Here is my original pattern, compared to the pattern I actually knitted. I hadn’t thought about the back and front being different, but the back has one less stitch decreased for the armhole and I made it longer by the length of the ribbing (2″).
For the neck line I put 13 stitches on a stitch holder for the front and 15 for the back, having a shoulder width of 13 stitches which worked well. I only knitted two rows for the neck opening, casting off on the third row. You can see how it looks like a big square. I picked up eight stitches along both sides of the neck edges, giving 44 stitches in all. I then knitted these in ribbing. I was keen on a lower neck than Karen has on hers as I don’t like too much height on my roll necks. I was hoping for something more like a 1960s stand away, sort of Nehru height collar. I don’t think high polo/turtle necks suit me. On my original pattern I was thinking just seven rows. But on its own the yarn was too floppy. I carried on knitting until I had 18 rows and tried it on. I found that by turning it inside I had about the look I wanted and considered stitching it down so it was double thickness and fairly firm. But in the end I left it with a turn down to the outside. I think it looks OK, and summery rather than a kind of armless ski-wear look.

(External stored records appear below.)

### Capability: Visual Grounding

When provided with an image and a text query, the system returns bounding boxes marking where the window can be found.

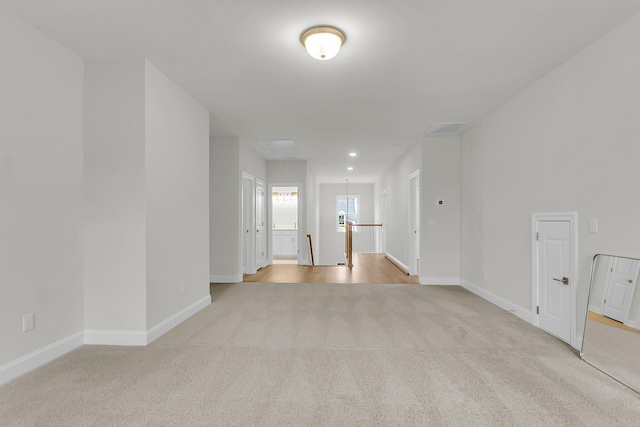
[336,195,360,233]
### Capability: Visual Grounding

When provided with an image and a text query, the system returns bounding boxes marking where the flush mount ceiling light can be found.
[300,25,347,61]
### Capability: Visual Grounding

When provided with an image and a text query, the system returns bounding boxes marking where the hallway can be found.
[243,254,418,284]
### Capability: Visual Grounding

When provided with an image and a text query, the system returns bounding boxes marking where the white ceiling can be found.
[0,0,640,182]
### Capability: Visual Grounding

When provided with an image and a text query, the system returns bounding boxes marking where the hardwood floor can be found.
[243,254,418,284]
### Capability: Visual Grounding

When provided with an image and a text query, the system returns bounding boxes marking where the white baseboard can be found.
[589,305,602,314]
[146,295,211,344]
[0,295,211,385]
[419,277,460,286]
[84,295,211,346]
[209,274,242,283]
[461,279,533,323]
[84,330,147,346]
[384,253,409,274]
[0,331,84,385]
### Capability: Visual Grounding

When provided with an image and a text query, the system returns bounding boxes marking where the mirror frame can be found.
[580,253,640,394]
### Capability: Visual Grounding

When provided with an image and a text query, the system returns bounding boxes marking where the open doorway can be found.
[271,186,300,264]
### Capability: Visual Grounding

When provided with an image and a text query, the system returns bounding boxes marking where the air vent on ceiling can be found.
[424,122,467,135]
[258,139,300,157]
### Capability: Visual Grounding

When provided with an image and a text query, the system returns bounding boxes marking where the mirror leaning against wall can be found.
[580,254,640,393]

I bought small pieces of left over cashmere yarn (a yarn set) in harmonious colours that I love, and I made two balls of wool. One with the darker greys, and a second one with a light grey, a very light grey and a soft, light muted turquoise. Close up the colours are rather lovely and shimmery, although from a distance the jumper just looks grey, with a darker shadow across the bottom. I hadn’t realised that you could mix up three DK yarns to create a thick “super chunky” yarn, but what a great idea for using up similar but slightly different colours.
It’s minimalist, very simple, soft, and I think very wearable. I think the structural look is enhanced by the toning grey yarns. I may have a second go at this once Karen produces her #SloperKAL and pattern. Or maybe, just for fun, I could try to turn this into a knitting in the round experiment.